I was ordering some pre-tempered powdered cocoa butter for chocolate making, as one does to help seed the right type of crystal formation, while wondering how summertime temps in transit might effect what I was buying it for… Well I guessed I’d find out.
The baking supplier dangled a half pound of hazelnut praline on my screen, and it wasn’t going to cost me any extra on the shipping so hey why not.
When it came it said 50% hazelnuts and it was sweeter than I would have made it. Y’know, all I had to do was throw toasted no-skins-on hazelnuts in the food processor and an equal amount of sugar (or less, for us) and then I wouldn’t have had to work all the oils back through the heavy substance of the stuff. Done. Gotta admit that is tasty, though. Into the fridge with you.

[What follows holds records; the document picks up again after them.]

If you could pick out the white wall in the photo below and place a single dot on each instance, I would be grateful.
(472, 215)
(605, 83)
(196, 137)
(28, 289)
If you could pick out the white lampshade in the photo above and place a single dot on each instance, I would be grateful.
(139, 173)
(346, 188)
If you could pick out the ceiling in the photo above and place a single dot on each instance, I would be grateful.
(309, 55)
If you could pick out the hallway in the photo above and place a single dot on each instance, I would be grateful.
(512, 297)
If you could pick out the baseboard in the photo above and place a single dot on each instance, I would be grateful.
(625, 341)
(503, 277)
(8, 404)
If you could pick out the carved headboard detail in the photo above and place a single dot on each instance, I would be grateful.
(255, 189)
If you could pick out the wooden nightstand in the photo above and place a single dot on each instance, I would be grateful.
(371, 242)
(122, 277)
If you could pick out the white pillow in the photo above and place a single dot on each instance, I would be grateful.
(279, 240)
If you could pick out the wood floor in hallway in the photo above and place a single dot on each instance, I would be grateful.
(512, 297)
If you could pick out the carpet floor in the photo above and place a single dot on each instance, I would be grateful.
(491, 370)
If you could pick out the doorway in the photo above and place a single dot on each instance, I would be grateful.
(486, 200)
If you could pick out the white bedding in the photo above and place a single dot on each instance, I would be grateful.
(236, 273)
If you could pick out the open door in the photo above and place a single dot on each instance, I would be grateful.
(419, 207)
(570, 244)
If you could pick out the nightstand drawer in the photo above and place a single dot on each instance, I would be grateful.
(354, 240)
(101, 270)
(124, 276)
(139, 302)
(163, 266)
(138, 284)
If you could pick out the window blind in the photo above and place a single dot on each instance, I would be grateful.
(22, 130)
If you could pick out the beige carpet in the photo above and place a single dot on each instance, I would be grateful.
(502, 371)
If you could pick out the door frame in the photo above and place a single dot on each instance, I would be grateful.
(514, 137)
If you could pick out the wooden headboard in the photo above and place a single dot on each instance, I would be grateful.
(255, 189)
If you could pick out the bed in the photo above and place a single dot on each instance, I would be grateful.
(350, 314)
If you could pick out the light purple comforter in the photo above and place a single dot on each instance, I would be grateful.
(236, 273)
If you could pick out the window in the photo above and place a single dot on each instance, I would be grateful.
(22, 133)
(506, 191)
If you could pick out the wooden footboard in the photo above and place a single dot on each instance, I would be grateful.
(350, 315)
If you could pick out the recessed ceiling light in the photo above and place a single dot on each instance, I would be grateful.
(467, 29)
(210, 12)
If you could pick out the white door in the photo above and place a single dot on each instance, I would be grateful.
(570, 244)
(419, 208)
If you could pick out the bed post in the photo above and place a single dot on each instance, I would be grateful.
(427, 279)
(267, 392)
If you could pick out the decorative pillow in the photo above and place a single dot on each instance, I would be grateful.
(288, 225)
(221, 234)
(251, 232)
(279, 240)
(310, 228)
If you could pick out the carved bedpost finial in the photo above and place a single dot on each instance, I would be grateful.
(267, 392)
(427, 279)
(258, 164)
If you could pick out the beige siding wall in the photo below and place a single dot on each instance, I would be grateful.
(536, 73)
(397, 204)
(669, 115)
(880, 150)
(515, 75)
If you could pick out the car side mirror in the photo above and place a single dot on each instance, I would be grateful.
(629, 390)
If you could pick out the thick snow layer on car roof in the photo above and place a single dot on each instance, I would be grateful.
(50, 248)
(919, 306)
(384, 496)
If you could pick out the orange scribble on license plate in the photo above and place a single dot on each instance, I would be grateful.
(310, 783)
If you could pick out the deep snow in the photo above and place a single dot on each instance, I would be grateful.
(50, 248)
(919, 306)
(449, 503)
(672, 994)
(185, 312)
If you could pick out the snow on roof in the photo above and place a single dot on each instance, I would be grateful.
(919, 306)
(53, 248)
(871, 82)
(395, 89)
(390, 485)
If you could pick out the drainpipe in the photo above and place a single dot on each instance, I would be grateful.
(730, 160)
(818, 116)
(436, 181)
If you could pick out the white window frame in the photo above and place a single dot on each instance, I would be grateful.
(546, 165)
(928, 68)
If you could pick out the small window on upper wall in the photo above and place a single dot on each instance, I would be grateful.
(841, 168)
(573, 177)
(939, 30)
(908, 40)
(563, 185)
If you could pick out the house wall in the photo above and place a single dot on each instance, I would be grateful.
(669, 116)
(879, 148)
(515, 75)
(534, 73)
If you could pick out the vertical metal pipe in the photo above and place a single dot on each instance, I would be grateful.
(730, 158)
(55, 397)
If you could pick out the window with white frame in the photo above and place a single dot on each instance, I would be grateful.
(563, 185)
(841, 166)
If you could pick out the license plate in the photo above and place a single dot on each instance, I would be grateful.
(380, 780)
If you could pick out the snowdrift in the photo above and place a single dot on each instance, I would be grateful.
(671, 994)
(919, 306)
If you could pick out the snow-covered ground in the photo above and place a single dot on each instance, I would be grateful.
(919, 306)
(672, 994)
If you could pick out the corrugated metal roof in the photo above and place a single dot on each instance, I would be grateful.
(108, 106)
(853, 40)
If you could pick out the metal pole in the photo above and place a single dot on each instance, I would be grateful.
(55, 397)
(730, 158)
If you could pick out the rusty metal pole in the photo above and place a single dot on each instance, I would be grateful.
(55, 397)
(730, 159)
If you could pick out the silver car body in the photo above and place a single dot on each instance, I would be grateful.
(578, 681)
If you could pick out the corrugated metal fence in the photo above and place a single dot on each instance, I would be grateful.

So here I was a few days later and there was this batch of homemade chocolate, quite dark. We’d just eaten a small lunch that definitely needed more to it.
I wondered…
So I nuked a little of that chocolate for 20, 30 seconds or so so it wouldn’t burn, just enough so that when I smashed it with a spoon it gave way and became stirrable.
And then stirred in a larger spoonful of that hazelnut praline.
And then folded a large number of raspberries in.
I got asked if I could go do that again? Please?
We didn’t quite eat the entire twelve ounces of raspberries but we came close.